Die gute Nachricht ist, dass wir eine fixe Nachfolge für unsere Zahnärztin Dr. Setaffy haben, die demnächst in den Ruhestand tritt. Das freut mich sehr, da ja viele andere Gemeinden auf Zahnarztsuche sind! Das PVE Diakonissen im Areal des Stiftes ist mit Vertretungs- und Aushilfsärzten neben dem Stammpersonal angelaufen, aber der Wunsch ist da, das Stammpersonal auszubauen. Es braucht seine Zeit, um zu wachsen, es ist jedoch eine Herausforderung.

Welche größeren Projekte stehen an?
Die größeren Bauvorhaben in naher Zukunft betreffen die Wasserversorgung und den Lückenschluss auf der Straße nach Selzthal.
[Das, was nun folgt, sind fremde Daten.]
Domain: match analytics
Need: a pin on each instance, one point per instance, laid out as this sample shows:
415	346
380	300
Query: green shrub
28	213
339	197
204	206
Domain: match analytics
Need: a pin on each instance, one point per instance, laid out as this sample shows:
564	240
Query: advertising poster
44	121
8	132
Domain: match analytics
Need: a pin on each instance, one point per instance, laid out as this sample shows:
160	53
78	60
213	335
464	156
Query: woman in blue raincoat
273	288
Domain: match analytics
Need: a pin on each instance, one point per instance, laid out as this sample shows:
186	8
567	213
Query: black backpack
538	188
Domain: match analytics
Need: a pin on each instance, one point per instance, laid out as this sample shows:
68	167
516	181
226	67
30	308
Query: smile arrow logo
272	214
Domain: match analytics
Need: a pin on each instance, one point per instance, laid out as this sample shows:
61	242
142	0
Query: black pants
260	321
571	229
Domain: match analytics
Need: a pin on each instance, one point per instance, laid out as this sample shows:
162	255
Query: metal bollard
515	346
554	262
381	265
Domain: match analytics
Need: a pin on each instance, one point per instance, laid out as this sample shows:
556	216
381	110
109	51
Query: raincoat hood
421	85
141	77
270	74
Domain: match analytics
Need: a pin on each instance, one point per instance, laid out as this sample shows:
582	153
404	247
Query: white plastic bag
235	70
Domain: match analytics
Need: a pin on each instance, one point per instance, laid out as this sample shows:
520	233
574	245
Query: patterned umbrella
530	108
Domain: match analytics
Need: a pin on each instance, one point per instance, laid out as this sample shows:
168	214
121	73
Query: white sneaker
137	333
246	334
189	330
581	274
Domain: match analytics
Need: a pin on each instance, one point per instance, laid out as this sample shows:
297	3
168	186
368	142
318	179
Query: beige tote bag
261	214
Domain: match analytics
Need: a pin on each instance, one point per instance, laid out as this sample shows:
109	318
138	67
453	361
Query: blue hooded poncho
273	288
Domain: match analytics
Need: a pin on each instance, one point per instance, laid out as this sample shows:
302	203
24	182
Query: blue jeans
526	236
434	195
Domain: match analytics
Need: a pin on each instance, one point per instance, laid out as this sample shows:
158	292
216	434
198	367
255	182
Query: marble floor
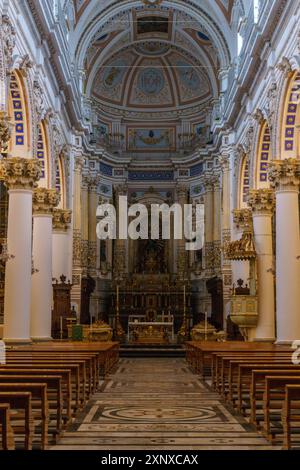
158	404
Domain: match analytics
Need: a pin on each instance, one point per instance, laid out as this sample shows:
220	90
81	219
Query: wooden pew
39	393
290	413
78	375
245	376
86	361
38	372
54	392
203	352
7	434
221	365
257	389
227	373
21	401
273	398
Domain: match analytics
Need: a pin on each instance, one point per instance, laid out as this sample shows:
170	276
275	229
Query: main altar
141	330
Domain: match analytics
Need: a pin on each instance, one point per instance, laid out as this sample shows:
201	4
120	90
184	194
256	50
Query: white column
208	225
240	269
61	244
285	175
44	200
20	175
262	202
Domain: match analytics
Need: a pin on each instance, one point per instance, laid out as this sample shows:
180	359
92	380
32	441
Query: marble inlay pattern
158	404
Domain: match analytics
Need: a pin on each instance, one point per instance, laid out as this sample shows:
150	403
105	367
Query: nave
158	404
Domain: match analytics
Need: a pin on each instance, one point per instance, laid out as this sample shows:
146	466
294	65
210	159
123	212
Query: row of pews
43	386
259	380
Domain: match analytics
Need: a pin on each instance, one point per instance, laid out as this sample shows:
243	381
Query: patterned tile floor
158	404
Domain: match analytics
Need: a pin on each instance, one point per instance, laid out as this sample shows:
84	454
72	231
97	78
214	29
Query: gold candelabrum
184	330
119	332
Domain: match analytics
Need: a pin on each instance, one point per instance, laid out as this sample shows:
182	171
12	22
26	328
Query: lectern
61	307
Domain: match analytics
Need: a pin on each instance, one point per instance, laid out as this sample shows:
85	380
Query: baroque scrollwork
20	173
45	200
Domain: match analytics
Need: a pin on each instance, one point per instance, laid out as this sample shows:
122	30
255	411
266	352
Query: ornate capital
79	163
38	100
258	116
5	132
224	162
20	173
9	38
285	174
61	219
242	219
121	190
44	201
261	200
181	191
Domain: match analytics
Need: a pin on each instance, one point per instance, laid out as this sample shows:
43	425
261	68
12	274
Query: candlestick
184	300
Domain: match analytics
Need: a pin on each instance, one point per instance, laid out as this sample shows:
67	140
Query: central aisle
158	404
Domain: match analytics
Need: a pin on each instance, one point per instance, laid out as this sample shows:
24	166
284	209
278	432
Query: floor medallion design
158	404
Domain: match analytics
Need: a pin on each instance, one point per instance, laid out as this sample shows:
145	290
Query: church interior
141	344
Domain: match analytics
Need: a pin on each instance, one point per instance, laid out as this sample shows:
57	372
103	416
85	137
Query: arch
18	110
244	182
43	155
60	185
290	135
263	156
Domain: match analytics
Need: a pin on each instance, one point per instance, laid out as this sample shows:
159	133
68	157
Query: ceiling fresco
153	63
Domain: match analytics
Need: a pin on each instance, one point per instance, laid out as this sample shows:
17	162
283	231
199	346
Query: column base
264	340
285	342
42	339
17	341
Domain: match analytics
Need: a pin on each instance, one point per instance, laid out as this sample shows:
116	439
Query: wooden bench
290	414
7	434
273	399
200	353
54	393
258	388
21	401
38	393
38	372
221	365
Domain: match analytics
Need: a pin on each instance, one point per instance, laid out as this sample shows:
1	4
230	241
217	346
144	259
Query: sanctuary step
152	350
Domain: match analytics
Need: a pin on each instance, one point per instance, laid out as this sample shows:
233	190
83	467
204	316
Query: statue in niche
151	257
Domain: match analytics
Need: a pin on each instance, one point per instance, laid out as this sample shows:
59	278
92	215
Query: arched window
264	156
60	182
290	134
244	182
43	155
18	111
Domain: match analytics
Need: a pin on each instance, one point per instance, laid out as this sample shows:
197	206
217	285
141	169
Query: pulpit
61	307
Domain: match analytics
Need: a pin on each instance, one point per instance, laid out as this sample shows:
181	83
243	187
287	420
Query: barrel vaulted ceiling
154	61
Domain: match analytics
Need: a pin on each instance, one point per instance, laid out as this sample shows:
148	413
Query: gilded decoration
5	133
61	219
44	200
241	250
242	218
285	174
20	173
262	200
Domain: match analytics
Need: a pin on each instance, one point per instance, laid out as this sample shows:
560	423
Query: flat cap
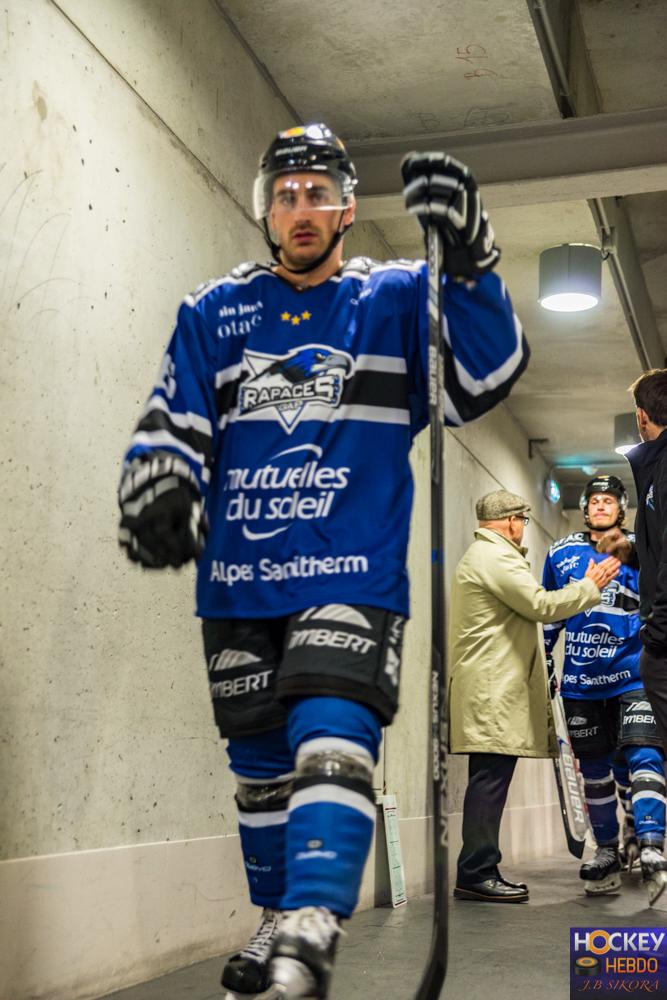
499	504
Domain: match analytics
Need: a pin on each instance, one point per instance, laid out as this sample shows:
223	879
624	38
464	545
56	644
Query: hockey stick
436	967
570	793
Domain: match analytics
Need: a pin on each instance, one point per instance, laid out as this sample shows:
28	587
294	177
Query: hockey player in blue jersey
610	721
286	406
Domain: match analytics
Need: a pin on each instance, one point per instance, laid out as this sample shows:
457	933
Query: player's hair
650	392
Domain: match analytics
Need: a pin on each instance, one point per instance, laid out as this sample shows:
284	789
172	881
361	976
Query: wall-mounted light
626	435
570	277
551	489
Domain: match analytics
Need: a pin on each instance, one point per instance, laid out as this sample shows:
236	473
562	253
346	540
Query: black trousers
489	777
653	672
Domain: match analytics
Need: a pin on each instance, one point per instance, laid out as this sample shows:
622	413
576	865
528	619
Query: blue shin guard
647	773
331	809
263	767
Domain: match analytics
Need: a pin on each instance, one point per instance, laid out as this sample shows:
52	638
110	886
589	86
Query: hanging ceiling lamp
570	277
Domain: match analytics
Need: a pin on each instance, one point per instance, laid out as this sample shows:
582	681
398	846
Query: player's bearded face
603	510
306	212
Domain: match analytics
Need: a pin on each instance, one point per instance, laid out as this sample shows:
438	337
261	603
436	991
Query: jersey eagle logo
289	384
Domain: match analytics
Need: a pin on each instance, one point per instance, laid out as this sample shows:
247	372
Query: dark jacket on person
649	467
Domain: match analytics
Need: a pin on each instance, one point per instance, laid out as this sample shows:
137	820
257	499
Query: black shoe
246	974
492	890
512	885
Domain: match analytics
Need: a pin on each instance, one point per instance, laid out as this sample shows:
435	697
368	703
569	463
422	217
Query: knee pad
336	771
334	757
261	796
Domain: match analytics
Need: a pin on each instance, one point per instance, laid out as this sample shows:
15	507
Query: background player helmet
605	484
304	149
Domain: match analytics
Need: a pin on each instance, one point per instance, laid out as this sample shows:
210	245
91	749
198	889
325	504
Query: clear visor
283	194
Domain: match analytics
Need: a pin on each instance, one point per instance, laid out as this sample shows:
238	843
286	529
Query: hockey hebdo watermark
613	961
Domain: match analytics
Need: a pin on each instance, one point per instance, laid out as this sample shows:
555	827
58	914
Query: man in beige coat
499	706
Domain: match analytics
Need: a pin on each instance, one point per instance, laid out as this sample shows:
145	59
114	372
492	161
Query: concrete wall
132	132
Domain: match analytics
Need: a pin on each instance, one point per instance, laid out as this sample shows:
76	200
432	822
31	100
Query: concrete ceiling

Seit 2020 haben wir die Quellfassungen in Weng und Johnsbach neu gemacht, im Ortsteil Weng werden um die 1,5 Millionen Euro in die Sanierung der Wasserversorgung investiert; mit neuem, größeren Hochbehälter, UV-Anlage und Leitungsstrang. In Johnsbach kommt auch ein neuer Hochbehälter. Wir sind somit krisensicherer.
Die Straße nach Selzthal wird künftig durchgehend asphaltiert sein. Der ca. 1,5 Kilometer lange Schotterabschnitt hat uns jährlich um die 20.000 Euro an Gräderarbeiten gekostet, das war wenig gut investiertes Geld.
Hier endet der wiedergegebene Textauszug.